I'm working on a problem where I was given a table and had to find the exponential equation of best fit. The table is about the number of views of videos. The equation is y = 12.0143(1.7498)^x
I had to estimate the number of views after 2 weeks and that is 30,307 views.
The question then was, when will the video reach one million views. I'm not sure how to solve that? Do I make the y 1,000,000, so 1,000,000 = 12.0143(1.7498)^x?
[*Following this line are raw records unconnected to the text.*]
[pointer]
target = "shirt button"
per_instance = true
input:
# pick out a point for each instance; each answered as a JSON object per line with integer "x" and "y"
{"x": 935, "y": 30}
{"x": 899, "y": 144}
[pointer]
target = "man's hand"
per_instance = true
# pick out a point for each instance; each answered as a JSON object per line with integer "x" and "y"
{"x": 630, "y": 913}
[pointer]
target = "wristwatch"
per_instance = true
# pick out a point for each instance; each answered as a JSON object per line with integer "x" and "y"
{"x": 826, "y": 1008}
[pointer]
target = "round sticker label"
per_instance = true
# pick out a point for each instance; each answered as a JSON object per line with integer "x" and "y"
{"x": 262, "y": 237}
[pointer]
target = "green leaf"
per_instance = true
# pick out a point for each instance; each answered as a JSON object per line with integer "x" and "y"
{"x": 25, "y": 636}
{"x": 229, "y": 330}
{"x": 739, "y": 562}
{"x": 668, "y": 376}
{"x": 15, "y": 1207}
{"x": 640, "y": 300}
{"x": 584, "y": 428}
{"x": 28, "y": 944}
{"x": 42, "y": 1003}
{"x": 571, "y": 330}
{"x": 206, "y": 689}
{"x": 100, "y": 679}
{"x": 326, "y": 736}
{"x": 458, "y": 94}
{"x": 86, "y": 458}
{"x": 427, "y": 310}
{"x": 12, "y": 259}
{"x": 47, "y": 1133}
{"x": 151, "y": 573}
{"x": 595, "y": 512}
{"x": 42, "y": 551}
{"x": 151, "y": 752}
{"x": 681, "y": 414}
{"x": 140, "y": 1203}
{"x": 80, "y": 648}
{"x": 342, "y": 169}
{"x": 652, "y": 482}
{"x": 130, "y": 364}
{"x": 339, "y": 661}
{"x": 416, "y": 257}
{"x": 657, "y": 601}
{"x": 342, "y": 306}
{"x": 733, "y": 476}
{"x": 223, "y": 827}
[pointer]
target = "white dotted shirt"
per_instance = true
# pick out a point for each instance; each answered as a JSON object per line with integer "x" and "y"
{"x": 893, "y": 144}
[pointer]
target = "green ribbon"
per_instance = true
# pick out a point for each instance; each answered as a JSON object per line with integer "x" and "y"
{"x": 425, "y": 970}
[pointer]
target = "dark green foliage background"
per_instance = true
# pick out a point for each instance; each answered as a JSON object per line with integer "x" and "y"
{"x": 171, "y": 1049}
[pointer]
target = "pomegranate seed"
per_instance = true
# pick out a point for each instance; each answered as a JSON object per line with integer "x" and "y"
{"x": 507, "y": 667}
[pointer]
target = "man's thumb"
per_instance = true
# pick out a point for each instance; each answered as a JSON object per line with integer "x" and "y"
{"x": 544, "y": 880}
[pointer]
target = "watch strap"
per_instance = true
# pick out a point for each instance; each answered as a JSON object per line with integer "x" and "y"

If so, how do I solve that? If not, how to solve?
Thank you.
You are correct
12.0143(1.7498)^x=1000000
(1.7498)^x=83234
x log 1.7498 = log 83234
x = log83234/log1.7498 = 20.25 days
To solve the equation 1,000,000 = 12.0143(1.7498)^x for x, you are on the right track. The first step is to substitute 1,000,000 for y, which gives you:
1,000,000 = 12.0143(1.7498)^x
To isolate the exponential term (1.7498)^x, divide both sides of the equation by 12.0143:
(1,000,000 / 12.0143) = (1.7498)^x
Simplify the left side of the equation:
83,227.49 ≈ (1.7498)^x
Now, to solve for x, you need to take the logarithm of both sides of the equation. Since the base is 1.7498, you can use the logarithm with base 1.7498:
log base 1.7498 (83,227.49) = log base 1.7498 (1.7498)^x
The logarithm will cancel out the exponential term, resulting in:
x = log base 1.7498 (83,227.49)
Using a calculator or a software tool that can compute logarithms, calculate the logarithm with base 1.7498 of 83,227.49. This will give you the solution for x, which represents the number of weeks it would take for the video to reach one million views.
Note: Depending on the tool you are using, the notation for logarithms may vary. Some calculators or software use "log" to represent the natural logarithm (base e), while "ln" represents the base 10 logarithm. Make sure you choose the appropriate logarithmic function.